Yukarıda bahsettiğimiz örnek en temel güvenlik sorunu ancak konu maalesef bununla bitmiyor. Kullanıcının DeFi ürünlerini kullanırken de çok dikkatli olmasında fayda var. Birkaç örnek verelim:

Herhangi bir websitesine girip cüzdanınızı bağlamadan önce cüzdanınız sizden siteye bağlanmak için onay ister. Burada, sitenin sizin cüzdanınız üzerinde ne gibi bir erişim talebinde bulunduğunu okumakta fayda var. Genelde, ilk erişimde sitenin istediği bilginin kullanıcının hesap numarası ve bakiyelerini site ekranında göstermek olduğunu belirtelim.

Bununla bitmiyor. Sonrasında, kullanıcı herhangi bir işlem yapmak istediğinde site iki ayrı konuda onay almak zorunda. Birincisi, işleme konu olan kriptoparaya ‘dokunabilme’ hakkı. Burada, kullanıcının dikkat etmesi gereken, DeFi protokolüne bu izni verirken, ne kadarlık bir izin verdiği. Burada iş bir parça karmaşıklaşıyor. Bütün bu izinler, blokzincire yazılmak zorunda. Bu da işlem ücreti ödemek demek. DeFi protokolleri, sürekli kullanıcıdan izin alıp işlem ücreti vermemek için bu izinleri ya yüksek miktarda ya da limitsiz isterler. Burada kullanıcının bir karar vermesi gerekiyor. Kullandığı protokole güveniyor ve sık işlem yapacağını düşünüyor ise bu izni verebilir. Aksi durumda, izin verdiği rakamı sadece o an işlem yapacağı miktar ile sınırlayabilir. Güvenlik uzmanları ikinci yöntemin daha güvenli olduğunu söylerler, benden söylemesi.

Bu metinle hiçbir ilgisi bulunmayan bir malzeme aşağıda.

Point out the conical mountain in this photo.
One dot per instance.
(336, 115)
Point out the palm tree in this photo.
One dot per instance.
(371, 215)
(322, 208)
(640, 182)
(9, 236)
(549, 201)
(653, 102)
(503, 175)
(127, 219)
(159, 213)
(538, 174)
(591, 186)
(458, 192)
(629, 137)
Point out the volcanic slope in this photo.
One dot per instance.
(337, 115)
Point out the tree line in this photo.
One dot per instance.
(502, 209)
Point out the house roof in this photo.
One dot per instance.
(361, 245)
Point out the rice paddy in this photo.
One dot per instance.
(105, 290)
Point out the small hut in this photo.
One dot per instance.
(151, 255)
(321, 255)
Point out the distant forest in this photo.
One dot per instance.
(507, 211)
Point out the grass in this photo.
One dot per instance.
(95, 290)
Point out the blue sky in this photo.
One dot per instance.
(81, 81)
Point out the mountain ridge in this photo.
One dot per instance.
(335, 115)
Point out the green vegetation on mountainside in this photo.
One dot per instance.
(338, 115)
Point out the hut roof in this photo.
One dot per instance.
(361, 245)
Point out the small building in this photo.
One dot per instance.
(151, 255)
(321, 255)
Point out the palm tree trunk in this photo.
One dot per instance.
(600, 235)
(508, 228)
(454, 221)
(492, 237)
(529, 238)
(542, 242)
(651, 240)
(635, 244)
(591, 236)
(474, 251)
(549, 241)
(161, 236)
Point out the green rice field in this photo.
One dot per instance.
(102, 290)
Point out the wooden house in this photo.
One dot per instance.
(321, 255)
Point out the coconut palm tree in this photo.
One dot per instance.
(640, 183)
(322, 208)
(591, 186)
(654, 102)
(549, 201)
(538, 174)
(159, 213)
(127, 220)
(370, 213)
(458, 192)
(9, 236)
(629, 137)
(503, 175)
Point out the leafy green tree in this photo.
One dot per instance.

İşlem yaparken sitenin isteyeceği ikinci izin ise, bu yapılacak işlemi gerçekleştirecek akıllı kontratı çalıştırmak ve sonucu blokzincire yazmak ile ilgili. Sorumluluğun kullanıcıda olduğunu bir kez daha hatırlatmakta fayda var. Yeni, henüz bilinmeyen protokolleri kullanmak oldukça riskli, bu konuda dikkatli olmakta fayda var.

Bunun dışında, kullanıcıların dikkat etmesi gereken diğer hususlar, daha önce de defalarca belirttiğimiz, kullanılan DeFİ protokollerinin güvenliği ile ilgili araştırma yapmak olmalı. Burada, piyasada uzun süredir bulunan, akıllı kontratları denetimden geçmiş protokoller daha makbul.

Yine de yukarıda yazdığımız her tedbire rağmen, DeFi protokollerinin hâlâ deneysel ürünler olduğunu, bu alana ilgi duyan ve bu ürünleri kullanmak isteyenlerin her an sahip oldukları varlıkları kaybetme riskleri olduğunu belirtmekte fayda var. Bu yazdıklarımı lütfen klasik ‘yatırım tavsiyesi değildir’ laf kalabalığı gibi değerlendirmeyin. DeFi dünyasında kanuni denetim yok, işin doğası gereği kanuni denetim zaten zor, dolayısıyla bu dünyada kullanıcının parasını almak isteyecek ‘sahte’ girişimler cirit atmakta. Lütfen ama lütfen bu uyarıyı dikkate alın.


Not 1: Bu yazı ilk olarak 23 Ekim 2021’de BlockchainIST Center‘da yayınlandı

Not 2: Tüm yazılara Yazılar sekmesinden ulaşabilirsiniz

Genel not: Bu ve diğer yazılarımızın hiçbiri yatırım tavsiyesi değildir. Özellikle DeFi yani merkeziyetsiz finans sektörünün denetime tabi olmamasından dolayı klasik piyasalara göre çok daha riskli olabileceğini göz önünde bulundurun.